A team of researchers led by Bridget F. Grant, Ph.D., Ph.D., of the NIAAA Laboratory of Epidemiology and Biometry, conducted more than 36,000 face-to-face interviews of U.S. adults, as part of the 2012-2013 National Epidemiologic Survey on Alcohol and Related Conditions III (NESARC-III). NESARC III is a continuation of the largest study ever conducted on the co-occurrence of alcohol use, drug use, and related psychiatric conditions. The original NESARC survey was conducted in 2001-2002.
In NESARC III, researchers assessed alcohol problems using diagnostic criteria set forth in the fifth edition of the American Psychiatric Association’s Diagnostic and Statistical Manual of Mental Disorders (DSM–5) in 2013. To allow direct comparisons with previous NESARC surveys, the researchers also assessed NESARC III participants using the previous DSM-IV diagnostic criteria. Although there is considerable overlap between DSM–5 and DSM–IV diagnostic criteria, there are several important differences. For example, while DSM–IV described two distinct disorders, alcohol abuse and alcohol dependence, with specific criteria for each, DSM–5 integrates alcohol abuse and alcohol dependence into a single disorder called alcohol use disorder with mild, moderate, and severe sub-classifications.
“We found that 13.9 percent of adults met DSM-5 AUD criteria for the previous year, while 29.1 percent met AUD criteria at some time in their life,” said Dr. Grant. “Only 19.8 percent of adults with lifetime alcohol use disorder sought treatment or help, while 7.7 percent of those with a 12-month alcohol use disorder sought treatment. Perhaps most importantly, we saw large increases in DSM-IV alcohol use disorder rates over the last decade.”

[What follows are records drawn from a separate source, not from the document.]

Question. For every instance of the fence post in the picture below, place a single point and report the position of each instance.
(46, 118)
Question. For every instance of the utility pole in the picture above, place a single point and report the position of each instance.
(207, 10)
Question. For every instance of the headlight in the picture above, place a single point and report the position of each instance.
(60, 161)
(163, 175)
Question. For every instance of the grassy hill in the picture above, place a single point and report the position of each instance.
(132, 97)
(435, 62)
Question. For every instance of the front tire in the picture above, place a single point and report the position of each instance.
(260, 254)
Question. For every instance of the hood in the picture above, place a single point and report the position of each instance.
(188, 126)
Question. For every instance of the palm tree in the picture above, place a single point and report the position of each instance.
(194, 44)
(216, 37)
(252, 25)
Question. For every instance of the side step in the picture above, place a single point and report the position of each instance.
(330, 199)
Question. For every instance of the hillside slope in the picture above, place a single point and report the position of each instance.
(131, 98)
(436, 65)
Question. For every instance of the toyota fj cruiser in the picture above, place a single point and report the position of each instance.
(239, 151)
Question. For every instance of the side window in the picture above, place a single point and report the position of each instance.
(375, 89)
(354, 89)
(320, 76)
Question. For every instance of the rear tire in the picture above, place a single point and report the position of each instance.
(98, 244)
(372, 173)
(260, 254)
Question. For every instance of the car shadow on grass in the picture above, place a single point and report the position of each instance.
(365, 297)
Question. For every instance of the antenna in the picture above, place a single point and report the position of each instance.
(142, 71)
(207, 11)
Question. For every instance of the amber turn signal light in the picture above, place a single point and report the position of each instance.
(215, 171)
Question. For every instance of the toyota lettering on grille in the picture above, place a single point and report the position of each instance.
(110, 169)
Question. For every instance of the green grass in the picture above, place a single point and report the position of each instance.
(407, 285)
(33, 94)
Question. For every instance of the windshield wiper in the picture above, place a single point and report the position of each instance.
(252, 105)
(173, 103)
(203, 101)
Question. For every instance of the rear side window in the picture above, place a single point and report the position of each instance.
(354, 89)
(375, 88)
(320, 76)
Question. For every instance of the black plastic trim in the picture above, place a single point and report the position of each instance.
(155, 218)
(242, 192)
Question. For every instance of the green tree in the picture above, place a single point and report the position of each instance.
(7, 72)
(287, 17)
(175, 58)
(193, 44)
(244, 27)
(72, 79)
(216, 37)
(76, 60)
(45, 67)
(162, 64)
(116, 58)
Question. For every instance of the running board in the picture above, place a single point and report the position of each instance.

Past-year and lifetime DSM-IV AUD rates for NESARC III participants were 12.7 percent and 43.6 percent, respectively. By comparison, NESARC participants in 2001 through 2002 reported past-year and lifetime DSM-IV rates of 8.5 percent and 30.3 percent, respectively. Dr. Grant and her colleagues suspect that the past decade increases may reflect increases in heavy alcohol consumption during that period, but note the need for additional research on that question.
The researchers found that rates of AUD were greater among men than women, and that age was inversely related to past-year AUD diagnosis. Among adults between ages 18 and 29, more than 7 percent had an AUD within the past year, suggesting a need for more effective prevention and intervention efforts among young people. More broadly, the researchers note the urgent need for efforts aimed at educating the public about AUD and its treatment, as well as destigmatizing the disorder.